If, like in your case, one has a single-linked list, you must not check the CURRENT node for equality to 'data', because at that point it is too late to change the next pointer of the last node. So you always have to check the NEXT pointer for equality, like this:
bool erase(const List & l, int data)
{
List current = l;
if (current == 0)
return false;
// special case: node to be deleted is the first one
if (current->data == data)
{
delete current;
return true;
}
if (current->next && current->next->data == data) // next exists and must be erased
{
List deleteNode = current->next; // Step 1: save ptr to next
current->next = deleteNode->next; // Step 2: reassign current->next ptr
delete deleteNode; // Step 3: delete the node
return true;
}
return erase(current->next, data);
}
Note: I spared your last 'else if' condition. The 'else' because the previous if had a return in it, and the 'if' since its condition was just the negation of the previous 'if', which - if the program comes this far - would always hold.
Regards
The only node you're considering is the current one, so you must have a provision for modifying l:
if (current->data == data)
{
l = current->next;
delete current;
return true;
}
Here are some pointers.
An iterative approach
When you're iterating over your list, maintaining a pointer to the current element is not enough. You also need to maintain a pointer to the previous element, since you will need to fix up previous->next if you delete the current element.
On top of that, deleting the first element of the list will require special handling.
A recursive approach
Write a recursive function that will take a pointer to the head of the list, find & delete the required element, and return a pointer to the new head of the list.
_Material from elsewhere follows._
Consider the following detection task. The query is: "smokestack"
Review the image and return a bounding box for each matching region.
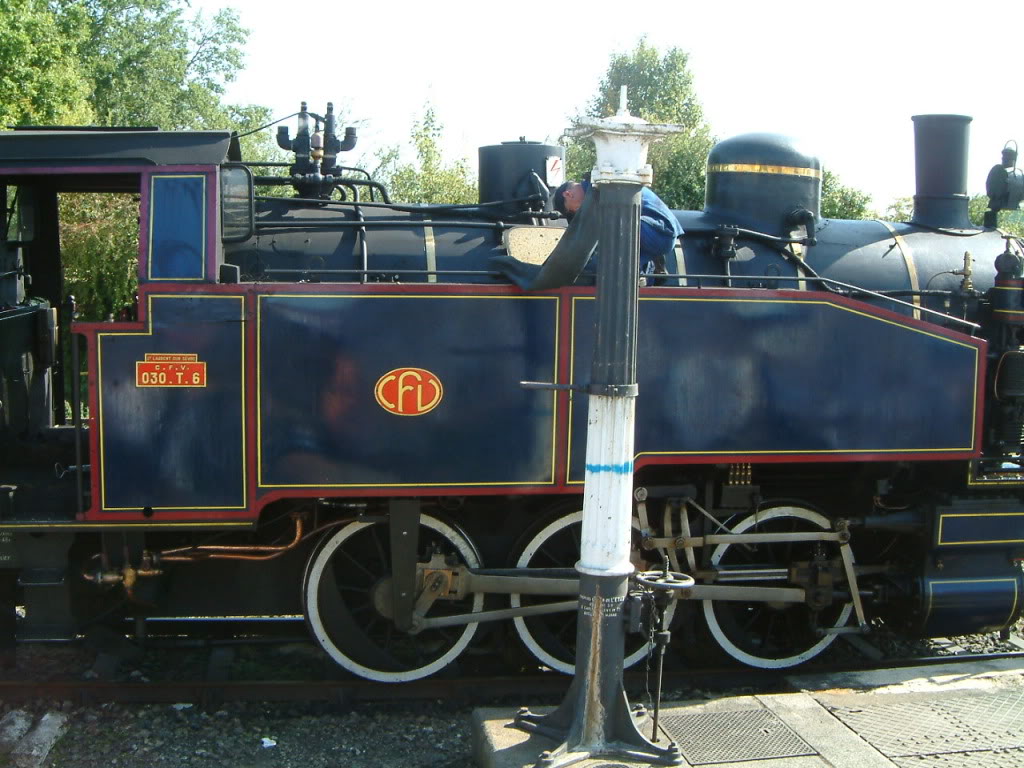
[912,115,975,229]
To do this, you need to:
Define and implement the base case. Handling one-element lists seems like a natural candidate.
Define the recursion. There are two cases: either the head of the list is the element you're looking for, or it isn't. Figure out what you need to do in both cases, and take it from there.
If you have a list:
A --> B --> C --> D
And you want to delete C, you have to:
Store C in a temp variable
Change B->next=C->next
delete C.
So you need to find B to be able to modify it.
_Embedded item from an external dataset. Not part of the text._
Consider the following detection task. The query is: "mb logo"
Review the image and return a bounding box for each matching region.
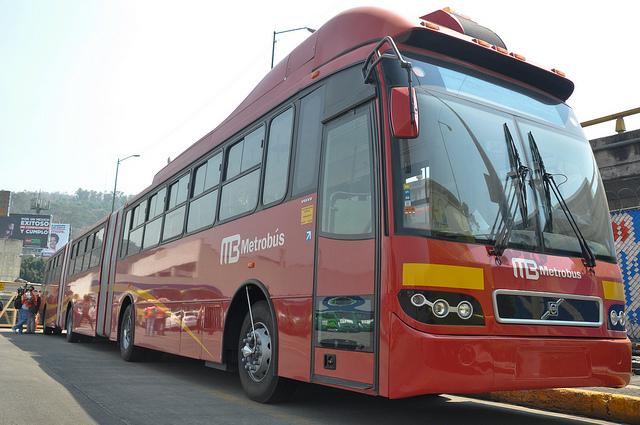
[511,258,540,280]
[220,235,240,264]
You should certainly not create any new instance of E_type.
Your condition
else if (current->data == data)
will stop on the node which has the value data. You then go on to delete the node after this node in your code.
If you want to keep the rest of the code same, then that line should be :
else if ((current->next)->data == data)
with an extra check, in case the first element is the only element in the list.
A simpler way would be to keep a pointer that points to the element before the current element, and then deleting the node which is referred by that pointer.
You will need to change the next pointer of the preceding entry. So everything is find, but you have to check current->next->data against data, not current->data.
Be sure to check for NULL-pointers in case current is the last entry in the list!
When you delete a node from a list, you need to point the previous node to the next one. Since you have a singly linked list, there are 2 options:
Maintain a pointer to previous node in your erase function. When encountering desired node, link previous node to current->next and delete current node. Needs special treatment for the first node in the list.
When you encounter desired node, copy the content of the current->next into current, then delete current->next. This way you don't need an extra parameter in your function. Needs special treatment for the last node in the list.